11 thoughts on “Edson Fachin vota a favor da prisão após segunda instância e o placar já é 2 a 1

  1. -Para os defensores de bandido é simples: se o placar for desfavorável, basta pedirem outra votação sobre esse mesmo assunto em 2020 que a Corte se sujeita.
    -Vai votando, vai votando… até que um dia o placar favoreça a eles.

  2. A partir dessa data essa Corte será um “adorno inútil na vida Institucional brasileira”, ninguém no país a respeitará, e seus membros serão tratados como merecem e afrontaram uma Nação inteira. Internacionalmente já se recebem sinais de que não há “Segurança Jurídica no Brasil e nem Confiabilidade, Respeitabilidade e Idoneidade” em suas Cortes Superiores. Quem vai investir em uma Nação que tem como Presidente da mais Alta Corte um Advogado e Membro Ativo, Explicito e Defensor de uma Organização Criminosa que chamam de Partido, o PT ??? As relações se tornaram promíscuas, nenhum membro das Altas Cortes podem andar nas ruas do Brasil sem levar vaias e apupos pelos constantes Atos contra o Brasil e seu Povo, passamos do fundo do poço !!! Que Deus nos proteja, amanhã essa Nação acordará de cabeça para baixo, além de destruírem a Nação toda com seus roubos contumazes, impunes e imunes a maior Organização Criminosa do Mundo agora tem uma Corte prá chamar de sua…Vergonha Mundial !!!!

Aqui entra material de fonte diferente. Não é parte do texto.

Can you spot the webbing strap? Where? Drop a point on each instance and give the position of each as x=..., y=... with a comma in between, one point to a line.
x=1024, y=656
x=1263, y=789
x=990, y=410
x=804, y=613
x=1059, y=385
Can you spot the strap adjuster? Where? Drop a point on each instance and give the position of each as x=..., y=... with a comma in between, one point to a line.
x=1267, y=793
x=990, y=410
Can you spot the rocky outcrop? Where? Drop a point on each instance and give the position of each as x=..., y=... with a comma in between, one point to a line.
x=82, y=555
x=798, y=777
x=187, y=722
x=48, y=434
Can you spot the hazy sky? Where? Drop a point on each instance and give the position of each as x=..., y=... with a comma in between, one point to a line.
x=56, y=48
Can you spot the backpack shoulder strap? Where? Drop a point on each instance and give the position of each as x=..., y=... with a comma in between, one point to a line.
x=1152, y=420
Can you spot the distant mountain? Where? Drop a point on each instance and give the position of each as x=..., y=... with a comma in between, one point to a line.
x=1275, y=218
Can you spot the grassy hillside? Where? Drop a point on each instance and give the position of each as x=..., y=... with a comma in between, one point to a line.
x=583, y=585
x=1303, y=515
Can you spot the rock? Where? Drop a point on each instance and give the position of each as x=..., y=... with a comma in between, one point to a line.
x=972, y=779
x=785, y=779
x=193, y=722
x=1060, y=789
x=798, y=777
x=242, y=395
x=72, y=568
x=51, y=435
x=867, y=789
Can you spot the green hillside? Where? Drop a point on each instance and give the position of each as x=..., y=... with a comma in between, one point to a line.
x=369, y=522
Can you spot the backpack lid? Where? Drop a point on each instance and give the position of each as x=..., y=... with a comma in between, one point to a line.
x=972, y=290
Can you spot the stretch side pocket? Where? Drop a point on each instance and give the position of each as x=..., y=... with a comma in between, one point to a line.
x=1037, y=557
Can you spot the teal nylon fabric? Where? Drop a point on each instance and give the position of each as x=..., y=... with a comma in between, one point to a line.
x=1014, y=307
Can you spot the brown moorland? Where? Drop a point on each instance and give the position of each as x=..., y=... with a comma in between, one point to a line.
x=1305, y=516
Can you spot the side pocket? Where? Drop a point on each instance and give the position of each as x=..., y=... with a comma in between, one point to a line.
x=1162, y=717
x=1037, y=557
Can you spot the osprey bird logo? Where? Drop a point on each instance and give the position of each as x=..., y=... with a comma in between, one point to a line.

  3. NR, Amem, que Deus se apiede dessas Almas trevosas que estupram e vilipendiam a Justiça, pois já estão enquadrados no “A cada um segundo suas Oras e Pagarás até o último ceitil”, no Tribunal Divino da Consciência, pois a Vida continua pós túmulo.

  4. Barroso provou por A mais B, com argumentos jurídicos e práticos , com números confirmando neste último caso, que é impossível voltar á situação anterior em que a malandragem rica de assassinos, corruptos e ou ladrões, já devidamente julgados em duas instâncias, ficavam 10 anos ou mais em liberdade e até por isso poderiam nunca serem presos por prescrição da pena.

  5. O relator Marco Aurélio afirmou que prisões de condenados em segunda instância colaboram para lotar ainda mais os presídios brasileiros.

    Será que ele quer espaço confortável na prisão para algum parente quando for preso ?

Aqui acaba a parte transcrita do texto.